Lockheed Martin Corp.’s space division have revealed that they are using augmented reality (AR) headsets and software to help speed up the time it takes for engineers learn about and conduct manufacturing processes on spacecraft. The news comes from the division’s vice president and chief information officer, Yvonne Hodge speaking to The Wall Street Journal. By leveraging the power of AR technology to help provide users with key information and imagery that assists the wear with their work.
As Lockheed Martin continue to speed up their production line for manufacturing spacecraft, the implementation of AR technology is a move that is benefiting their workflow in many ways. It is over the past year that Lockheed Martin have been experimenting with the technology, following their expertise on the software side of things and with advances in AR headsets making the technology more usable. Devices such as the Microsoft HoloLens remove the need to carry binders of data around as all the information and instructions can be found and overlaid in virtual space.
This has helped with bringing technicians up to speed on new processes as the time required for them to learn a new drilling process has gone from eight hours to 45 minutes, thanks to the implementation of AR headsets. Shelley Peterson, AR systems engineer at Lockheed Martin mentions that it recently took about two weeks to conduct a manufacturing process which involved drilling and inserting panels into the Orion spacecraft. In the past, this process would of taken about six weeks which is a big improvement.
The AR technology is not without challenges though as the division note some technical challenges with ensuring effective rendering of 3D images. Due to the complex nature of the different parts and machinery that need to be shown sometimes the software solution display errors.
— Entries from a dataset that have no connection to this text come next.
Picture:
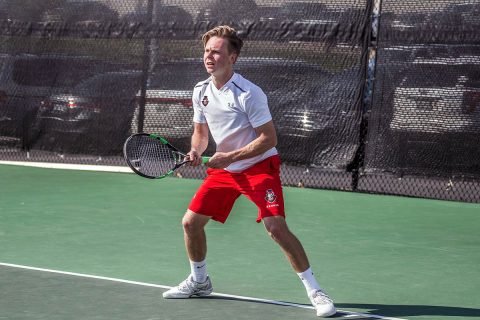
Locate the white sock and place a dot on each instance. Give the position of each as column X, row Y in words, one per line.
column 199, row 271
column 308, row 280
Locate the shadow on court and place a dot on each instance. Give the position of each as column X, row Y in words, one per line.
column 30, row 294
column 413, row 310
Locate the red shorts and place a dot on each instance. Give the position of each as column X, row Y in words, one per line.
column 259, row 183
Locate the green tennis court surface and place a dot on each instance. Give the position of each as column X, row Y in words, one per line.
column 377, row 255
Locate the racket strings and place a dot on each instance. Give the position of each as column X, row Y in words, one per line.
column 150, row 156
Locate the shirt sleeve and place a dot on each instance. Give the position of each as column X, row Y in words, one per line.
column 256, row 107
column 198, row 115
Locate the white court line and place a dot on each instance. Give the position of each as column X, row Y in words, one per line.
column 83, row 167
column 348, row 314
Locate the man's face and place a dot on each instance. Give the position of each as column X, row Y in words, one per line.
column 216, row 58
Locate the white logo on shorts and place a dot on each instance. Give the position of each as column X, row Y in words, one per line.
column 270, row 197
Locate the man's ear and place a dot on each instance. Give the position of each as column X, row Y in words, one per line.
column 234, row 58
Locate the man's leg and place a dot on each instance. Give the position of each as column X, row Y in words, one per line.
column 198, row 282
column 277, row 228
column 194, row 235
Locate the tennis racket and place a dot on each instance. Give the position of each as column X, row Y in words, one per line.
column 152, row 156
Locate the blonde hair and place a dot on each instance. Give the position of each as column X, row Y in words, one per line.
column 235, row 44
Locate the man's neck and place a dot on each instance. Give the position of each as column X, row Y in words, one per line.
column 220, row 81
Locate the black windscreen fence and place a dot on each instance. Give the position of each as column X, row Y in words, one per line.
column 371, row 96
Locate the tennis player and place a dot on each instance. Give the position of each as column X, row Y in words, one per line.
column 246, row 162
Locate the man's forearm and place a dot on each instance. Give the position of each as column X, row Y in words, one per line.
column 199, row 143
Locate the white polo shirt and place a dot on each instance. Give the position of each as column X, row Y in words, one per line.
column 232, row 112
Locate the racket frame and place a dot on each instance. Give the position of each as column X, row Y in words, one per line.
column 178, row 155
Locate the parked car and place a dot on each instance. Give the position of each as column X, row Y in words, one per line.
column 232, row 12
column 80, row 11
column 439, row 96
column 25, row 80
column 96, row 114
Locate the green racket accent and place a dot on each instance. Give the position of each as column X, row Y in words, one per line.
column 152, row 156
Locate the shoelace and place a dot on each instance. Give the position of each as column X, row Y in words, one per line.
column 321, row 298
column 186, row 285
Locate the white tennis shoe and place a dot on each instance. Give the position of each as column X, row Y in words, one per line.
column 189, row 288
column 322, row 303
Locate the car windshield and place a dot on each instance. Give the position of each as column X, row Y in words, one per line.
column 111, row 84
column 50, row 72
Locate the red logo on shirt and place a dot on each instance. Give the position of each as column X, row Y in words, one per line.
column 205, row 101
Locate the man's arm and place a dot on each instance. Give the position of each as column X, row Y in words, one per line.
column 199, row 143
column 266, row 139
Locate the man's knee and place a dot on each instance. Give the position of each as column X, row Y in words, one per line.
column 193, row 222
column 276, row 228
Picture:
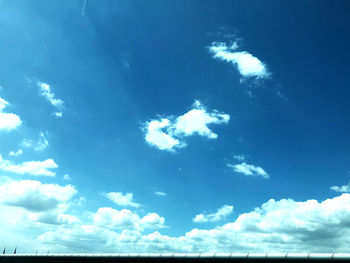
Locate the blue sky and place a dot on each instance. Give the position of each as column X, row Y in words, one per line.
column 174, row 126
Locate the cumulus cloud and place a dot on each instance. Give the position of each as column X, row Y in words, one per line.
column 31, row 167
column 126, row 219
column 122, row 199
column 279, row 226
column 341, row 189
column 239, row 157
column 169, row 133
column 157, row 136
column 34, row 195
column 221, row 214
column 46, row 92
column 16, row 153
column 41, row 144
column 160, row 193
column 66, row 177
column 246, row 63
column 8, row 121
column 249, row 170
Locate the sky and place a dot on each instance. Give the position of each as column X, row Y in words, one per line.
column 174, row 126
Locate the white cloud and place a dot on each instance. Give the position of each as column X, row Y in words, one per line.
column 59, row 114
column 165, row 134
column 239, row 157
column 16, row 153
column 122, row 199
column 156, row 136
column 34, row 195
column 41, row 144
column 221, row 214
column 249, row 169
column 160, row 193
column 66, row 177
column 246, row 63
column 126, row 219
column 46, row 92
column 31, row 167
column 196, row 121
column 8, row 121
column 279, row 226
column 341, row 189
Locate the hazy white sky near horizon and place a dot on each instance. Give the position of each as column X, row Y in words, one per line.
column 174, row 126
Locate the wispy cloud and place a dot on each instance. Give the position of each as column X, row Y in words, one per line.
column 8, row 121
column 46, row 92
column 246, row 63
column 169, row 133
column 239, row 157
column 16, row 153
column 341, row 189
column 219, row 215
column 249, row 169
column 160, row 193
column 122, row 199
column 31, row 167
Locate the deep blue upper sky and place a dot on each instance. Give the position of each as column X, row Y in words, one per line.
column 120, row 66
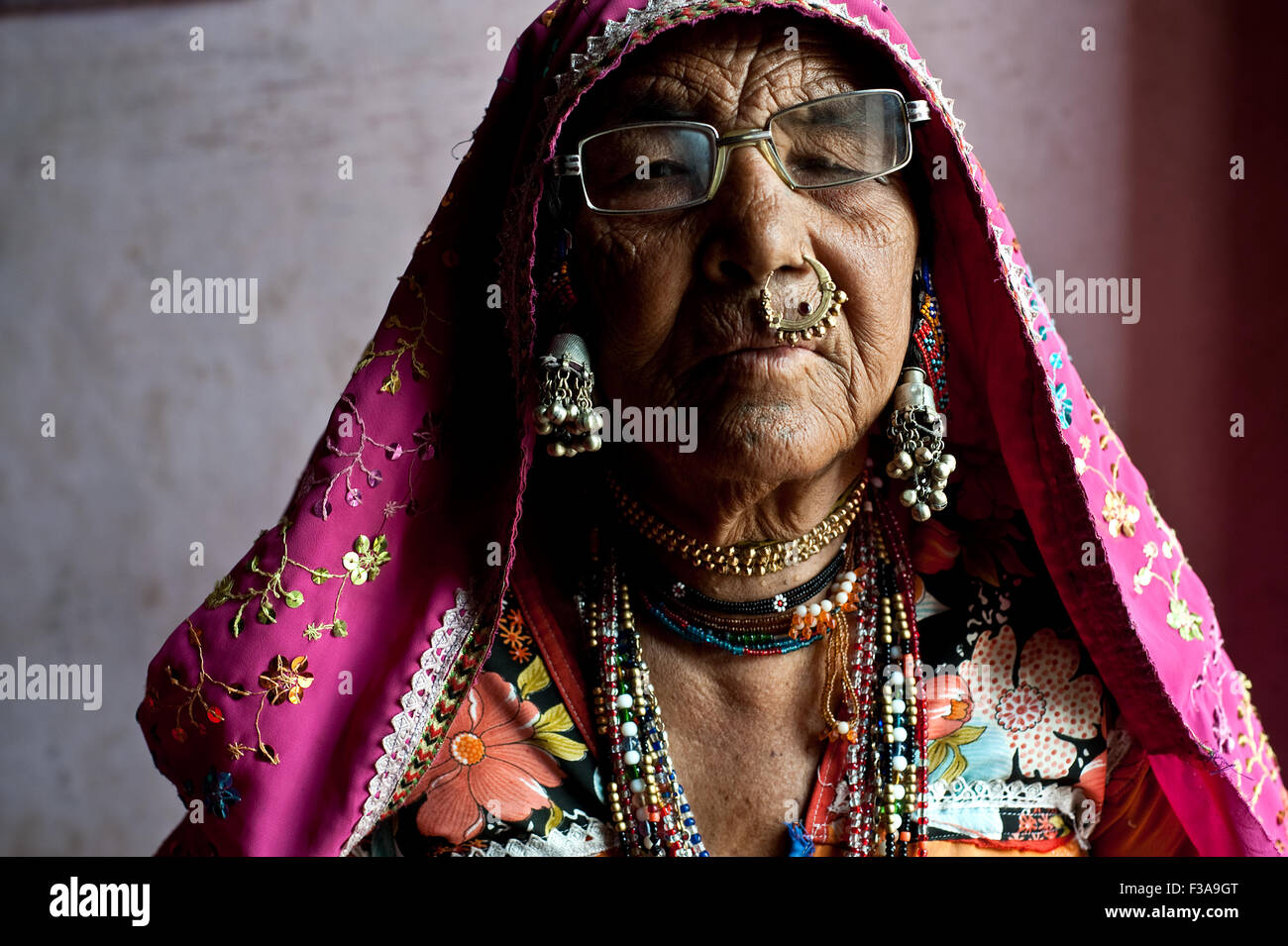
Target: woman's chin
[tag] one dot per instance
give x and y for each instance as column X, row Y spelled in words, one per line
column 769, row 444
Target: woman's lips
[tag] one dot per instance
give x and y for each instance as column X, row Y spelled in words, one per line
column 780, row 356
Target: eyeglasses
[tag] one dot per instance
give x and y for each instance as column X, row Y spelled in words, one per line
column 668, row 164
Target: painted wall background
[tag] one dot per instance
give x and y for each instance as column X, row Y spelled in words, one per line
column 1112, row 163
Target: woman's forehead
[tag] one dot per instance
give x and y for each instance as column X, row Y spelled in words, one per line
column 729, row 63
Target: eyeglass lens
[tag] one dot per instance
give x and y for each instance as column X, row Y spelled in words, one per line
column 823, row 143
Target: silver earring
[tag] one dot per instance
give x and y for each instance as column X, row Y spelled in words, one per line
column 915, row 434
column 566, row 412
column 917, row 430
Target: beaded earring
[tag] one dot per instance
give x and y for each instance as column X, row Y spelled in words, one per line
column 917, row 428
column 566, row 381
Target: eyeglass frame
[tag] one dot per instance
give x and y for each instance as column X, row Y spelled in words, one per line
column 570, row 164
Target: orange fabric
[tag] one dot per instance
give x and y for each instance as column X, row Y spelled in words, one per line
column 966, row 848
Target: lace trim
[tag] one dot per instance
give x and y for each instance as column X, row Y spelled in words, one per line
column 426, row 684
column 1069, row 800
column 579, row 841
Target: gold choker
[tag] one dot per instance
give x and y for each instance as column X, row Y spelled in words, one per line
column 750, row 558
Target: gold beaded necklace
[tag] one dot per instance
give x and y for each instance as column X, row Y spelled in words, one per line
column 748, row 558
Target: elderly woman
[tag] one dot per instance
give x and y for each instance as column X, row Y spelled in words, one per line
column 642, row 527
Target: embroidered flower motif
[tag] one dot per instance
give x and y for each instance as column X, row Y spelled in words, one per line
column 489, row 766
column 1063, row 403
column 220, row 791
column 1185, row 620
column 286, row 681
column 947, row 705
column 1020, row 709
column 426, row 437
column 366, row 558
column 1042, row 705
column 1121, row 515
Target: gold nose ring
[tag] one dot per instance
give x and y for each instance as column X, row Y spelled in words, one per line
column 810, row 322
Continued development of the technology and software however do see these issues being resolved in due course.
Elsewhere, the division are experimenting with the idea of using 3D representations of jets and weapons systems to help in speeding up the time it takes to design defense system-related projects. Lockheed Martin’s innovation center plan to offer customers the opportunity to visualise how certain products, such as weapon systems or the F-35 jet, might look in a particular environment. This would speed up the design and production process by allowing for faster feedback and collaboration from the customer.